葉が落ちて根に帰る
エコツアーを考え始めたきっかけはこうだ。十数年前に「都市で働く流浪生活」を終えた包泰徳さんは帰郷し、野菜や唐辛子、愛玉、桃などの経済作物の栽培を試みたが、台風で駄目になったり、原価がかかりすぎて赤字になるなど、さんざんな目にあった。6年ほど前、山地では「レジャー産業」がブームとなり、霧台の芸術村を訪れた観光客の多くが「間違って」阿礼村まで足を運び、その美しさを称賛したことから、観光誘致を目指し始めたのである。
包泰徳さんは大頭目である包基成さんの叔父に当り、彼らは村の長老の支持を得て政府の補助も申請した。村民には家や畑の美化を奨励し、鳥がさえずり、花が香る美しい村へと改造していった。一部の家は民宿に改修し、古秀慧さんはお年寄りの記憶を記録し始めた。
2008年、屏東科技大学森林学科の陳美惠准教授が県の依頼を受けて指導に訪れ、自然保護を中心とする「エコツアー」を導入し、村民は将来の発展に自信を持った。
「阿礼には非常に豊かなエコツアーの資源があります」と陳美惠准教授は言う。自然資源としては、阿礼村は双鬼湖(大鬼湖と小鬼湖)の野生動物重要生息環境の入り口に位置し、鳥類(クマタカ、タイワンコノハズク、シロクロヒタキ)、昆虫(チョウ、ホタル、甲虫)、哺乳類(スイロク、ムササビ、センザンコウ)などが見られる。文化的にも貴重で、西ルカイの中でも日本植民地と国民政府による集落移転という「迫害」に遭わなかったのは阿礼村と隣りの吉露村だけだ。
ところが、昨年の台風8号の後、吉露村は地滑りに遭い、村全体が移転を余儀なくされ、阿礼村の「上部落」がルカイの住む唯一の拠点となった。
頭目の家はまるで活きた博物館のようで、石板屋の内部には「ルカイの三宝」――陶器の壺、瑠璃珠、銅刀があり、家の下には前三代の大頭目を埋葬した葬穴がある(ルカイの人々は死後にしゃがんだ姿で家の石板の下に葬られる)。
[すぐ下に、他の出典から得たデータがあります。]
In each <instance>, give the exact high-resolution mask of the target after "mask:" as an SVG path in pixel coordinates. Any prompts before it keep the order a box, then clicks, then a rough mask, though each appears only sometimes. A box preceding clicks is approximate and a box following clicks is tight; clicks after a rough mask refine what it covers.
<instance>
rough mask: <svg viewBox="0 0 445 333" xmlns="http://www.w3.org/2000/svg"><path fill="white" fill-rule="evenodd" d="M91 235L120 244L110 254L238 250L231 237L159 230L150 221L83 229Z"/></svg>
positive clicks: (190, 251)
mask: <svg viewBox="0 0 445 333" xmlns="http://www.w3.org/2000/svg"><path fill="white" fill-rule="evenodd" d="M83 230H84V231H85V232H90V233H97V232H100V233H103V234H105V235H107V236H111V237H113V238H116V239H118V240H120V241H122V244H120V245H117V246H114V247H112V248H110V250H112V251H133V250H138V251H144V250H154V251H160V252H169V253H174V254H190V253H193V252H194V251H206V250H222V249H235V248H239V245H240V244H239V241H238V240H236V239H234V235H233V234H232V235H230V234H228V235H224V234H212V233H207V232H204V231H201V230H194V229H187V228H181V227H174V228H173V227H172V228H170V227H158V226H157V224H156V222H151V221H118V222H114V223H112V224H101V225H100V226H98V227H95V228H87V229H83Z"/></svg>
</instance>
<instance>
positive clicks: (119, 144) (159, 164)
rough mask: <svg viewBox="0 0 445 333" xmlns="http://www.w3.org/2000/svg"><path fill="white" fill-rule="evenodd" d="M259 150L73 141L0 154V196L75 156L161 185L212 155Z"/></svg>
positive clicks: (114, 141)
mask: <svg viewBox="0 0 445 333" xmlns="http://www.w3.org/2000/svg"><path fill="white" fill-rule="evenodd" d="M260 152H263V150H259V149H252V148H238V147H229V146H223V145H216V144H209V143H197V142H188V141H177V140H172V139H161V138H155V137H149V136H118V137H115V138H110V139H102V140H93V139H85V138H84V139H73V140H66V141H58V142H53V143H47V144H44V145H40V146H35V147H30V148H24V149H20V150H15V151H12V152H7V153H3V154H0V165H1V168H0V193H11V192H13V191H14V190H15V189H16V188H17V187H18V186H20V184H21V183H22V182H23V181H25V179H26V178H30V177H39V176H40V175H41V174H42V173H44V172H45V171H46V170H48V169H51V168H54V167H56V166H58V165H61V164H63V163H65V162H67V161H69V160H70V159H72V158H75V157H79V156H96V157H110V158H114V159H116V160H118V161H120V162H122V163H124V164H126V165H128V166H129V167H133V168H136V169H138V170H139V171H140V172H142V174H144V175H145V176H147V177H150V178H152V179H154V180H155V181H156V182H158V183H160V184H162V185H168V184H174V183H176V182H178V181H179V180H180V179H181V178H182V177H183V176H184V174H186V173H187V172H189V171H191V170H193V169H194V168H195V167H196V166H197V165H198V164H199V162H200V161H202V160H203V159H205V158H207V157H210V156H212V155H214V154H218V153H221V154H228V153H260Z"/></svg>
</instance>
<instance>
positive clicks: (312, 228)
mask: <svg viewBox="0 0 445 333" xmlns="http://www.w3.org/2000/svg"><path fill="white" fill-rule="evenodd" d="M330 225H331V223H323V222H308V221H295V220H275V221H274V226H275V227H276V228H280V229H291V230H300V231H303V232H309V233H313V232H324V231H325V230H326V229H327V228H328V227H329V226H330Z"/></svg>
また、ここには人間と大自然との緊密な関係がある。例えば、農薬や化学肥料を使わない自然農法を行ない、机や床には石板を用い、東屋なども周囲にある建材で建てている。「伝統の知恵」は他の多くの原住民集落に比べても、豊富に保存されている。
阿礼集落の「上部落」と「下部落」を結ぶ道には見事な石板壁があり、一枚一枚にルカイの文化と伝説が刻まれている。